Church on the Green Newsletter February 2018 | Page 5

Associate Pastor's Note

Ive had more time this year to ponder the

snow, and listen in the quiet while the flakes fall, and the streets are empty, and the animals hunker down, and my own heart slows. What a blessing it is to live in a place that gives us the hibernating time of winter, when all of nature turns inward and rests. How wise the grasses that sleep, the trees that release

outer layers and come down to bare essential,

the birds that sing and chatter as the snow falls

and the wind pushes against their gentle flight.

The world around us is calling us to so many

urgent matters – and we will need to show up, each of us according to our gifts. But we also must prepare ourselves, learn about the matters we want to fight for and fill up the well from which we will draw. As we enter the period of Lent, the next season of church life, can we use this time to listen deeply? To let go of non-essentials and consider core values? Can we slow our pace and gaze within? Can we allow our stocks to be replenished so that new life may unfurl when it is time? Theologian Howard Thurman wrote, “Don’t ask yourself what the world needs. Ask yourself what makes you come alive, and go do that, because what the world needs is people who have come alive.”
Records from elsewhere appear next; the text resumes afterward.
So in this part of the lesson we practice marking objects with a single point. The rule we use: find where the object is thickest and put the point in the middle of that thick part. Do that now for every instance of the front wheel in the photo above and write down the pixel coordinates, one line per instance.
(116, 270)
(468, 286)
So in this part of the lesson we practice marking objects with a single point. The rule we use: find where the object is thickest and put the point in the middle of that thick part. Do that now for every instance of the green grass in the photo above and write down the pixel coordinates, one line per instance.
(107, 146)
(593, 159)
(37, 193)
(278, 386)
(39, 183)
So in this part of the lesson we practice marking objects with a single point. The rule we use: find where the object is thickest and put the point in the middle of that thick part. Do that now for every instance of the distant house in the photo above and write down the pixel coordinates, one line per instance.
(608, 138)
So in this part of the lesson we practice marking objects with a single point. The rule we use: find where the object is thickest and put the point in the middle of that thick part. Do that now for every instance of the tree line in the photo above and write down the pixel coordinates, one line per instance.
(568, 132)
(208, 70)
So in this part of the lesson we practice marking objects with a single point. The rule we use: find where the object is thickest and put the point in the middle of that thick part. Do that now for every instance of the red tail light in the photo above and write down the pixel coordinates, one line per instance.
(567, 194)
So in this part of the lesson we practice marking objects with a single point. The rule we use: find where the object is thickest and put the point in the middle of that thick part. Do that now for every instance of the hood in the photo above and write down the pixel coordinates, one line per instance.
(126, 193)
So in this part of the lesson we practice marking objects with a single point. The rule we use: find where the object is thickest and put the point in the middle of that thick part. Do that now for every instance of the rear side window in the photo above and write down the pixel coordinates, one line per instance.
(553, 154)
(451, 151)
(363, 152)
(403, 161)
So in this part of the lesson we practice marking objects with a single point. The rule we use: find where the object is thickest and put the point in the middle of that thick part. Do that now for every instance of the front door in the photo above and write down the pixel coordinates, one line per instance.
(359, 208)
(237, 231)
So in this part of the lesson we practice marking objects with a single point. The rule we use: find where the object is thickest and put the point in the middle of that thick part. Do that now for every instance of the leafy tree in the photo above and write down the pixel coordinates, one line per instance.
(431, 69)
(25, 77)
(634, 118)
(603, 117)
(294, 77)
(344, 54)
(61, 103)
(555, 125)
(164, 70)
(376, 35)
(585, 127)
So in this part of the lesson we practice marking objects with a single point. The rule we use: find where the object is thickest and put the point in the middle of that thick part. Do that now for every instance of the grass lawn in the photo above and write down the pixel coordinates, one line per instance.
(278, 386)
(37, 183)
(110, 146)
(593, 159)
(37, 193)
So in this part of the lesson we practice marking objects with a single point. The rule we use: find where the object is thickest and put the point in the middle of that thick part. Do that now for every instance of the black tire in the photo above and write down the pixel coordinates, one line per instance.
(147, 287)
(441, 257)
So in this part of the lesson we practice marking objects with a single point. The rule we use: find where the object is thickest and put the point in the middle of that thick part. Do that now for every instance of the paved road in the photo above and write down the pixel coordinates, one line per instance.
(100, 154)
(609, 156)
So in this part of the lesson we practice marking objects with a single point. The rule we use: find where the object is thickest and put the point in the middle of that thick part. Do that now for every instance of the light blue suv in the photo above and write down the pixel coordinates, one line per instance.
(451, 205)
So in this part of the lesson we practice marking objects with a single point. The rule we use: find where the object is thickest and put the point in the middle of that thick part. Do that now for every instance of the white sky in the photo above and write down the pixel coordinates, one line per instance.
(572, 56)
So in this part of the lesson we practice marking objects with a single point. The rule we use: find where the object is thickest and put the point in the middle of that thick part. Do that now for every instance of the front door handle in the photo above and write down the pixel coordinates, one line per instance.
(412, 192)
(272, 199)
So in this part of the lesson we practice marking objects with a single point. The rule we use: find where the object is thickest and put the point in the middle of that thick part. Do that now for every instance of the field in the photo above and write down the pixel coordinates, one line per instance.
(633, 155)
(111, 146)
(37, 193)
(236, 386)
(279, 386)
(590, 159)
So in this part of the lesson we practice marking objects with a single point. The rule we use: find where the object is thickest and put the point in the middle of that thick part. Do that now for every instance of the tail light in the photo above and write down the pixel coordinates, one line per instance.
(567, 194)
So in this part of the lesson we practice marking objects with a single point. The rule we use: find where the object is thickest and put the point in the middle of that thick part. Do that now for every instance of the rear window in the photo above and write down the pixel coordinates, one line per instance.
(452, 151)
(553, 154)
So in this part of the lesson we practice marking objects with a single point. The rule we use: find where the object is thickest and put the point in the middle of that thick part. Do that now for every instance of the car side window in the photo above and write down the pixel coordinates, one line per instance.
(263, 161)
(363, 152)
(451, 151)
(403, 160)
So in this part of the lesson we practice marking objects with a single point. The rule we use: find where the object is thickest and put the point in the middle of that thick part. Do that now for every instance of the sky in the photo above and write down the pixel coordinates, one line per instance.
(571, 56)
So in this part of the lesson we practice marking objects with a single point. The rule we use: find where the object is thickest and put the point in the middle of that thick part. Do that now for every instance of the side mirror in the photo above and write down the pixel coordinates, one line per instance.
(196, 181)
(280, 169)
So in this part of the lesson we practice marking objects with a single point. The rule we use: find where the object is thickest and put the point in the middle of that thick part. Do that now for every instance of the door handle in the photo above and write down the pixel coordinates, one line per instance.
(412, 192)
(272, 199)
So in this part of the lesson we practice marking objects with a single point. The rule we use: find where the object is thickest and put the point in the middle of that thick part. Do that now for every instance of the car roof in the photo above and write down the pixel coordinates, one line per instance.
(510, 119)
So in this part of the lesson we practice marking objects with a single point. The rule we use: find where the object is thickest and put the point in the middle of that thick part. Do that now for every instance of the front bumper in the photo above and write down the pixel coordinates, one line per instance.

The Worship Team has chosen “Listen” as our theme for Lent, and we will use the deep tools of worship, prayer, music, scripture, art, visual, touch and more to help us all move through this time reflectively. May we use it to hear each other more, the voices of others who have struggles we don’t have perhaps, the cries of the Earth and the web of life in need, and especially the voices of those we disagree with so we may hear their heart underneath their words. May we use it to hear the still small voice that expresses both our own aching need and our own wise knowing, and beyond those, the calling of our God.

Whatever place in our lives we find ourselves this Lent, consider the birds who still sing and chatter despite the driving snow. Howard Thurman also said, “There must be always remaining in every life, some place for the singing of angels, some place for that which in itself is breathless and beautiful.” For surely from that place, together we can do amazing acts of love in our world!